Effects of the minimum CO2 price

The coalition agreement of the Rutte III government sets out a new medium-term emission target and includes additional policy measures for this transformation: The Netherlands aim at a 49%-reduction of national CO2 emissions compared to 1990 and are planning to introduce a national carbon price floor (CPF), in addition to the EU ETS price. Furthermore, the government plans to proceed with a ban of coal in power supply before 2030.

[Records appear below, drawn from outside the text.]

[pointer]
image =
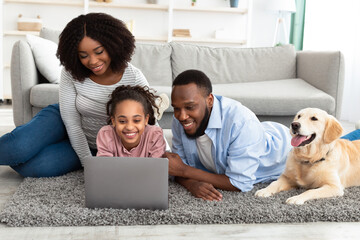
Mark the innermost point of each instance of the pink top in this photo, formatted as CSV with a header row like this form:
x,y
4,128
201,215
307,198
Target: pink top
x,y
152,143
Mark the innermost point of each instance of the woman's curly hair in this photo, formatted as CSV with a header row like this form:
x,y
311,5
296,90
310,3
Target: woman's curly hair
x,y
139,94
112,33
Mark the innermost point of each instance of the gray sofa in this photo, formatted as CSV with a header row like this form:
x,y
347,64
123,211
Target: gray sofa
x,y
274,82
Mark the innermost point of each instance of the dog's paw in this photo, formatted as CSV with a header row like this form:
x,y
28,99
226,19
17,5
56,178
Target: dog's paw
x,y
263,193
295,200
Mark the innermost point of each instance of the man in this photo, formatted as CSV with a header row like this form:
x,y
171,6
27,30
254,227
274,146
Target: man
x,y
219,143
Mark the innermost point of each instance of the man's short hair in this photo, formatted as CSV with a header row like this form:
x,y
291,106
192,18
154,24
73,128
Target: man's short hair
x,y
194,76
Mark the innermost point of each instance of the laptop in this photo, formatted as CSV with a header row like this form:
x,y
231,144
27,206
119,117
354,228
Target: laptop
x,y
126,182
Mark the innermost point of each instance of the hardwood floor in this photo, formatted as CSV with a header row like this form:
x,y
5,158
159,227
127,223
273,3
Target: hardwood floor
x,y
9,180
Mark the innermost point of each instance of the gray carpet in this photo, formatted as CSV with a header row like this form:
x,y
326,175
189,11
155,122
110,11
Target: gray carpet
x,y
60,202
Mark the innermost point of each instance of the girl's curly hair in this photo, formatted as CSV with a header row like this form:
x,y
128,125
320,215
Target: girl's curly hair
x,y
112,33
139,94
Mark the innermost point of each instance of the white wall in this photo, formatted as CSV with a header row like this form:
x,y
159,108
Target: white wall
x,y
264,19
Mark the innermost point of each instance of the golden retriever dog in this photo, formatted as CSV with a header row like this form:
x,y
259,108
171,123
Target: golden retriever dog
x,y
319,162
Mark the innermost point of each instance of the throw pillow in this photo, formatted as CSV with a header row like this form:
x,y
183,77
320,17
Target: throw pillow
x,y
44,52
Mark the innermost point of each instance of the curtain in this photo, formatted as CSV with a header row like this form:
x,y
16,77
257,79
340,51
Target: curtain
x,y
297,25
335,25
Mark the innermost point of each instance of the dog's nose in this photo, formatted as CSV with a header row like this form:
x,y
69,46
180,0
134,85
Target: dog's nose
x,y
295,126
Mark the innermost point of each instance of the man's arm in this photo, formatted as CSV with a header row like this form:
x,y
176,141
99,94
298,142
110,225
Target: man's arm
x,y
202,190
179,169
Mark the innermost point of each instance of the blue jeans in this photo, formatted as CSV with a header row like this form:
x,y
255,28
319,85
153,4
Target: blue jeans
x,y
41,147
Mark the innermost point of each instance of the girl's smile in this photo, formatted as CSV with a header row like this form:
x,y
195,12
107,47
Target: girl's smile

Frontier Economics has been commissioned by the Ministry of Economic Affairs and Climate Policy of the Netherlands to analyse the potential effects of the coal ban and the introduction of the carbon price floor, as envisaged in the coalition agreement. In this report, we explain the approach of the study and present the findings of our analysis:

  • Approach – We follow a model based approach using Frontier’s European Power Market Model. The same model has been applied in our 2016-study “Research of scenarios for coal-fired power plants in the Netherlands“.
  • Main Scenarios – We analyse different policy scenarios compared to the counterfactual “Reference Case” based on current policies in the Netherlands and Central-Western-Europe. The central policy scenarios are:
    • “Coal ban”: Prohibition to use coal in electricity supply from 2025/2030 onwards
    • “CPF & coal ban”: Introduction of a national carbon price floor from 2020 and a coal ban from 2025/ 2030 onwards

Additional sensitivities around policies in the neighbouring countries are also subject of the analysis.